Fixed footprints are financially inefficient. “AI job shifts and volatile project cycles call for variable capacity without long-term commitments, requiring elastic portfolio models that consider both physical and operational adaptability,” the report pointed out.

The improvement of the office experience is another important trend. People who come to the workplace feel it is worth the commute; not coming in correlates with poor comfort, limited autonomy and weak well-being support, JLL wrote. People aren’t rejecting the office, but they do bristle at bad office experiences and poor locations. 

Site selection strategies will focus on vibrant places, as well as workplace programs providing discounts to local amenities or events. Such locations improve overall employee experience.

“Companies that figure out how to balance cost savings with great employee experiences, and blend AI with human-centered design, are turning their real estate into a secret weapon for attracting talent and staying competitive,” Morgan said.

What’s next for AI?

A new frontier for corporate real estate involves the integration of advanced AI into building systems and workplace platforms, creating responsive environments that adapt in real-time data to user needs. 

The AI revolution is happening faster than anyone expected, Morgan said. 

Fewer than 5 percent of CRE teams planned AI pilots in 2023, while 92 percent did so in 2025. The practical applications for facilities management means AI can potentially cut energy and maintenance costs by 10 percent to 30 percent through predictive controls.

“It all comes down to data,” Morgan said. “High-quality, connected data is what makes all of this possible.
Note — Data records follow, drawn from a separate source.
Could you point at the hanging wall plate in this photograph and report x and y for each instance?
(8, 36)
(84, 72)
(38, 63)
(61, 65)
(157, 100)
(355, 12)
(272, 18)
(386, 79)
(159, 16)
It’s the thread that ties together all major trends we’re tracking.”

Sensor networks, access control, Wi-Fi analytics and booking systems now provide rich data streams that AI can use to detail actionable insights. 

However, organizing this fragmented information remains a major challenge according to the report. The bottleneck is foundational, with 54 percent citing compatibility issues with legacy infrastructure as the top barrier, the report noted.

Other challenges for corporate real estate

Next year, corporate real estate will also face other challenges, some stemming from the adoption of digital tools and AI. That change is altering the required skills and mindsets that facilities management teams need, the report posited. Re-skilling existing employees and bringing in new digital-first talent are now as critical as cost efficiency or process excellence. 

Another challenge: a growing share of properties faces one kind of obsolescence or another that threatens asset values. For commercial real estate leaders, these risks are compounded by energy cost increases, which have accelerated in the last four years.

Thus, robust energy management is an urgent business priority, JLL found. Yet many organizations still lack comprehensive mechanisms to measure and optimize utility consumption on a recurring basis. 

Effective energy management would not only unlock direct cost savings, according to the report. It also provides the credible data required for compliance with sustainability regulations, which aren’t going away.